未開拓市場を開拓するために、彼らは何をしたのだろう。考えられることは
1.安い
度付きのレンズを入れなければ、JINSPCは4000円程度で買える。4000円であれば、あまり躊躇せずに「試してみようか」と思わせる価格だ。普段コンタクトレンズを浸かっている人も、そのまま上からメガネをかけることができる。
2.人々の不安に訴える
「パソコンを見るようになってから、視力が落ちた」と思っている人(実際そうなっているかどうかは別の話として)は多い。そういった不安にダイレクトに答える商品であった。
3.直ぐに手に入る
フレーム・レンズなどをパッケージ化して、そのまま利用できる。「試してみようか」に反応が早い。
4.話題性が高い
無消費層に対する商品は、話題性が高い。メガネを継続して使っていた人よりも、メガネを新しく使い出した人のほうが話題を持ち出す可能性が高い。

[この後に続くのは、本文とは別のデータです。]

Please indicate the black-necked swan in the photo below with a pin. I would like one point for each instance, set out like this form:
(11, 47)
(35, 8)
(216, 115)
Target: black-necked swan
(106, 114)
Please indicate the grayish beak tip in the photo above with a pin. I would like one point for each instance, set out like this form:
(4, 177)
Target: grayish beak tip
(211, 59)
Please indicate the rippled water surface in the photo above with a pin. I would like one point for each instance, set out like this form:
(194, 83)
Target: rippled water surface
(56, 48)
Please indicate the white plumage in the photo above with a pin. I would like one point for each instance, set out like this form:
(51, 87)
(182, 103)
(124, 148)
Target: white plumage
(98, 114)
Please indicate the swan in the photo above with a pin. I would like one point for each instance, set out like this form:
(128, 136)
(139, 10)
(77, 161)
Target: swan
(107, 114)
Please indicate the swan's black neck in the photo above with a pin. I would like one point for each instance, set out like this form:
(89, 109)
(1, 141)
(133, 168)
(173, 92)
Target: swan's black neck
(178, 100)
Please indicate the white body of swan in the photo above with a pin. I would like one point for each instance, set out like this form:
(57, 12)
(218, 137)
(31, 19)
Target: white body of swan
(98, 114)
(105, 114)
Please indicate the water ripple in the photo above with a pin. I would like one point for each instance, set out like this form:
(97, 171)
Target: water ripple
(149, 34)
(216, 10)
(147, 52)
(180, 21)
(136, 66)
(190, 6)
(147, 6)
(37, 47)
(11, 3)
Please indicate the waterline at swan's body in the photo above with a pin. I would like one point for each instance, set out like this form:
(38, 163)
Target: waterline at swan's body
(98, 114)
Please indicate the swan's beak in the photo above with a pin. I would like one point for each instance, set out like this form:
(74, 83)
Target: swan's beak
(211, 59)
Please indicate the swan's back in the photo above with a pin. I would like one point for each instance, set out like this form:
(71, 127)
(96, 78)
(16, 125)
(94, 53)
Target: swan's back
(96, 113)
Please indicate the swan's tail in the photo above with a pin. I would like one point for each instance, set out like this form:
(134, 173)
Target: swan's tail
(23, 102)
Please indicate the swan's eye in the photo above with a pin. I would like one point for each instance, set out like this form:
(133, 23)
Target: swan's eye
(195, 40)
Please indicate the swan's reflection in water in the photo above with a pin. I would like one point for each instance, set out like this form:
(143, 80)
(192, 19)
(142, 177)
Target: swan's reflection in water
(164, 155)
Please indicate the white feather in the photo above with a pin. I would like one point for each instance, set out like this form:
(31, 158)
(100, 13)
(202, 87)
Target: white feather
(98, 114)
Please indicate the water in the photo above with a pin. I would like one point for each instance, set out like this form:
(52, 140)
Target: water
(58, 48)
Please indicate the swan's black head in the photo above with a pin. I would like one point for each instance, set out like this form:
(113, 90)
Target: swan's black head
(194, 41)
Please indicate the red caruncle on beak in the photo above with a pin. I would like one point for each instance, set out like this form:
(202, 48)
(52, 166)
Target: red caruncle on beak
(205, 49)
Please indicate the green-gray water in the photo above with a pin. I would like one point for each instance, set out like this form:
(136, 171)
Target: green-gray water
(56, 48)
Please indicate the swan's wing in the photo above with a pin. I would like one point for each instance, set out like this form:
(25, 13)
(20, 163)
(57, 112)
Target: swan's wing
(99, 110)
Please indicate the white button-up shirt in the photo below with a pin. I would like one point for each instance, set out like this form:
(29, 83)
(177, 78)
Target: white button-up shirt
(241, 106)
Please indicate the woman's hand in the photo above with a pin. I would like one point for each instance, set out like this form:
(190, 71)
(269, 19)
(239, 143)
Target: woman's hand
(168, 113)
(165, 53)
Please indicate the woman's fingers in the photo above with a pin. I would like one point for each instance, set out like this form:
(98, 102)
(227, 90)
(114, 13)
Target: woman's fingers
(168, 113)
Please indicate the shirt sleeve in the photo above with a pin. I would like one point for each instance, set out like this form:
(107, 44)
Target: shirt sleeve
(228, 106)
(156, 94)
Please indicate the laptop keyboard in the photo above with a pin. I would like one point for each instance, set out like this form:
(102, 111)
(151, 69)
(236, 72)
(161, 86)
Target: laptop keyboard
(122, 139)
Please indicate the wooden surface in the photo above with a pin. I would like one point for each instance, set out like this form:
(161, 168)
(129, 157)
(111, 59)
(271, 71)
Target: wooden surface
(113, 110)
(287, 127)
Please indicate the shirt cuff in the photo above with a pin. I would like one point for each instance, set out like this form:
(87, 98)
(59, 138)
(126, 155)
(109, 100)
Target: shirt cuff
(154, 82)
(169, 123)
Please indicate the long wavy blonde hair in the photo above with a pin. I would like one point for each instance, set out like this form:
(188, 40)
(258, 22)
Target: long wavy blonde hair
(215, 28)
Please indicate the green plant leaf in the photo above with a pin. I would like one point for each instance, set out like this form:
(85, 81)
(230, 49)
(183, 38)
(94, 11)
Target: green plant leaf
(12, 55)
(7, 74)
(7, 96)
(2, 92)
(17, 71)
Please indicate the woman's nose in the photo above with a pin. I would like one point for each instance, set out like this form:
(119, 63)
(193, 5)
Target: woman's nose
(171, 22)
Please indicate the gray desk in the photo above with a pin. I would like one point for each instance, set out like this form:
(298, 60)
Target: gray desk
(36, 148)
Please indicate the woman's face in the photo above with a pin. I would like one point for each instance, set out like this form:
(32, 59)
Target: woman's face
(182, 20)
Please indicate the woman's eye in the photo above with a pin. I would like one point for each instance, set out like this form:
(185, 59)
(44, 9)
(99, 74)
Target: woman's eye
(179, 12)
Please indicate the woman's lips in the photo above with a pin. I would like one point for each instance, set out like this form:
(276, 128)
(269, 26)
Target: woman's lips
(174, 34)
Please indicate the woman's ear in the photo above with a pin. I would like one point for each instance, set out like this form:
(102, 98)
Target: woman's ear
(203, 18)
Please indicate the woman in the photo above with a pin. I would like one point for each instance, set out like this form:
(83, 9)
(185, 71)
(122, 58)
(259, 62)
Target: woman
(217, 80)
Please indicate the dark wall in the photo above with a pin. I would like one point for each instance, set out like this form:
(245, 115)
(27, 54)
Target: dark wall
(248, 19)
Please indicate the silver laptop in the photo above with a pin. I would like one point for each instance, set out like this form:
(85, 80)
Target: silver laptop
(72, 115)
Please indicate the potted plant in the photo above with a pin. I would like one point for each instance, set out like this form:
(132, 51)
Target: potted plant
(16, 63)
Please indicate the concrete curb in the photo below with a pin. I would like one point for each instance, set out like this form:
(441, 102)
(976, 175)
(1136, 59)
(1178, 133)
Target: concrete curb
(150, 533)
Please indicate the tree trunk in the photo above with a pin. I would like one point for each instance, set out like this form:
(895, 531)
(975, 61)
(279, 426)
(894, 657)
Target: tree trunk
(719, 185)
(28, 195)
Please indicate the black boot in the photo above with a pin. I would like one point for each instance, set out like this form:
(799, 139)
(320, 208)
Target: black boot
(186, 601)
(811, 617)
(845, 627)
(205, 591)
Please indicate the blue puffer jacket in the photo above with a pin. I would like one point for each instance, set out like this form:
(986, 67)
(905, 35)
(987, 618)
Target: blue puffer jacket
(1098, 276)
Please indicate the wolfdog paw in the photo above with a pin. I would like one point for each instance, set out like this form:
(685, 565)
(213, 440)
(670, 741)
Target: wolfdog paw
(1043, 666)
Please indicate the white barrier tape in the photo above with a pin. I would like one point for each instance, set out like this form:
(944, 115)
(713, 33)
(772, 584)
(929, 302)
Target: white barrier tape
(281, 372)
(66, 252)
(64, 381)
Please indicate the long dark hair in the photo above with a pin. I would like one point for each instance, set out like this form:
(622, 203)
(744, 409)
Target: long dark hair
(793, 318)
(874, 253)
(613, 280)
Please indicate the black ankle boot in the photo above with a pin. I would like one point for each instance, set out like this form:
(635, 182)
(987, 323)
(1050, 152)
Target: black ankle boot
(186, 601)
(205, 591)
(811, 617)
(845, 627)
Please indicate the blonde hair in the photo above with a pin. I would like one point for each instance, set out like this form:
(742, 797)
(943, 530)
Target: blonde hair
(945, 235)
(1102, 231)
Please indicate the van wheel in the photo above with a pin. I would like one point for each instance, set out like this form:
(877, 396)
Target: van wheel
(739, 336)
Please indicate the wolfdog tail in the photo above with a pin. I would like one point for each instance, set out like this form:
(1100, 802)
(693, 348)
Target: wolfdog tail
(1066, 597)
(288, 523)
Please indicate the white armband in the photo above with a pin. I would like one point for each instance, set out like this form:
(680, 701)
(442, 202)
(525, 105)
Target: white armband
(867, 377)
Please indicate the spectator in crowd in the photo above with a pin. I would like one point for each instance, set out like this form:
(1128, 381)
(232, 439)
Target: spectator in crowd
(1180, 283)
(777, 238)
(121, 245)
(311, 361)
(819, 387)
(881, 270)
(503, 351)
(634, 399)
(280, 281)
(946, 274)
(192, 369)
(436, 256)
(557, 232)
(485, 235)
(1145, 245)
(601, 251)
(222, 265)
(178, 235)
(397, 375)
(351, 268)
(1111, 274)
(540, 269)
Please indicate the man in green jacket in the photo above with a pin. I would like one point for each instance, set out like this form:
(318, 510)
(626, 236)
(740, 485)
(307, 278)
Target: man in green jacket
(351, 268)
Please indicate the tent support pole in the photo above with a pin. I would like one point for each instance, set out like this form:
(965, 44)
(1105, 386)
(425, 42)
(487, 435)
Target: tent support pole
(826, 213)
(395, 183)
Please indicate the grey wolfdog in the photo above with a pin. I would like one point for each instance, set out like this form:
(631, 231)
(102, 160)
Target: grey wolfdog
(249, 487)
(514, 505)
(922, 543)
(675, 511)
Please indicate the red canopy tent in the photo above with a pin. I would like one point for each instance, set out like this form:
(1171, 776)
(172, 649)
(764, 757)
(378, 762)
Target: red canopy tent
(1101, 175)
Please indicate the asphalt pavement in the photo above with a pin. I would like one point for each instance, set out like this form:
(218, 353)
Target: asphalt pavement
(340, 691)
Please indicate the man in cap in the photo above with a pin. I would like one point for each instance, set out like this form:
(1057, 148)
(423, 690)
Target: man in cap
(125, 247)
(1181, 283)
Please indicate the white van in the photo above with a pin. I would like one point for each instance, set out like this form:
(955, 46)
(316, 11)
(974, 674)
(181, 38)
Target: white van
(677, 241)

5.売り出し当初、ターゲットをIT企業に務めているエンジニア層に絞った
ターゲットを当初エンジニアに絞り、感想を得た上で、SNSなどを使い話題を拡散した。元々通販に強い自社サイトとの相乗効果が出た。
もちろんこれらの話は「後付け」かも知れないが、「いままでその商品を使っていなかった人」をターゲットとする商売には非常に参考となる事例だろう。